De la nécessité de rallumer les « lumières » de la solidarité et du Solidarisme

La France continue de faire face aux pires coups du sort. Après le drame de l’assassinat du professeur Samuel Paty, celui de la policière Stéphanie Monfermé vient faire l’horrible démonstration de l’incapacité des démocraties à tout contrôler. L’imprévu, la fragilité échappent et la contingence en société ne se maitrise pas dans l’anticipation des problèmes mais dans la construction ou la réaffirmation d’un modèle social, politique et économique qui donne une place à chacun, une perspective à tous. Nous traversons, désormais sur fond d’échéances électorales, une période qui cristallise les problèmes les plus délicats qui peuvent se poser à un État : la contestation de son autorité et de ses institutions par l’insécurité et le terrorisme, une perte de confiance en ses ses capacités à s’organiser et à protéger dans ce contexte difficile de pandémie qui engendre une crise économique et sanitaire.

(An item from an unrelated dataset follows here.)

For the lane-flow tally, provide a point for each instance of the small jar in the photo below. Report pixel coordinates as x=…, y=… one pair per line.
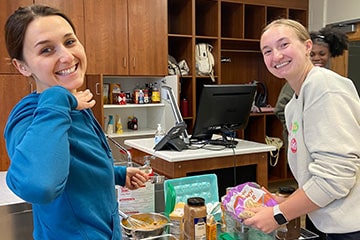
x=195, y=219
x=291, y=230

Pour autant, les français doivent-ils lui jeter la pierre ? Sûrement pas, même si à l’image du problème le plus douloureux, celui du terrorisme pour lequel malgré 14 lois déjà adoptées sur le sujet, le phénomène persiste sur notre sol, voire même s’amplifie, et que les français ont des raisons de s’interroger sur le bien fondé et l’efficacité des politiques menées dans cette matière.
Sans volet social, sans image projetée d’une société libre, égale, fraternelle et solidaire, aux valeurs défendues à égalité et au même titre que la sécurité collective et individuelle de ses membres, il n’y a pas plus de modèle républicain et plus de modèle français.
Devant les difficultés, face aux coups du sort et aux problèmes, le sage cherche des solutions quand le vulgaire, cherche des coupables. Cette maxime un peu triviale résume la situation qui prévaut dans les nombreux États qui s’enferment peu à peu dans des logiques autocratiques et sécuritaires. Des illusions. Et dans le monde d’aujourd’hui, les exemples se font de plus en plus nombreux : Turquie, Russie, Chine, Inde, Brésil, Birmanie, États africains,…
Mais en France nous avons une chance inouïe. Nous disposons d’un formidable héritage littéraire, politique et philosophique pour faire face à cette inflexion mondiale. Nos « lumières » ne demandent qu’à briller de tout leur éclat et nous pouvons sans hésiter nous en prévaloir et nous en inspirer pour redonner du sens et un modèle plus conforme à notre démocratie française.
L’une de ces « lumières » nous a été proposée à la fin du XIXème siècle par Léon Bourgeois, Son credo était « L’individu isolé n’existe pas ». Il en a fait une doctrine politique, le solidarisme qu’il a exposé en 1896 dans son ouvrage Solidarité. Le solidarisme au niveau de l’individu est fondé sur la « responsabilité mutuelle qui s’établit entre deux ou plusieurs personnes » ou encore un « lien fraternel qui oblige tous les êtres humains les uns envers les autres, nous faisant un devoir d’assister ceux de nos semblables qui sont dans l’infortune ». Sous la IIIe république, du point de vue de l’Etat, le solidarisme de Léon Bourgeois se veut une réponse philosophique et sociopolitique moderne du Parti Radical face au libéralisme et à la poussée du socialisme. Basé sur la mutualité considérée comme la « règle suprême de la vie commune », le solidarisme entend apporter à la République un fondement théorique capable de s’imposer durablement et de légitimer l’intervention de l’Etat, comme expression de la volonté générale mais dans le respect de la liberté individuelle. C’est au nom de la solidarité qu’a été défendu le principe de l’impôt sur les successions, sur les revenus et du système de retraite pour les travailleurs. L’idée de solidarisme est d’autant plus intéressante à réhabiliter dans notre société qu’elle incarne la mise à l’épreuve de la liberté individuelle par l’égalité et la fraternité, un graal démocratique. Nous nous sommes attachés à deux affirmations pour le démontrer.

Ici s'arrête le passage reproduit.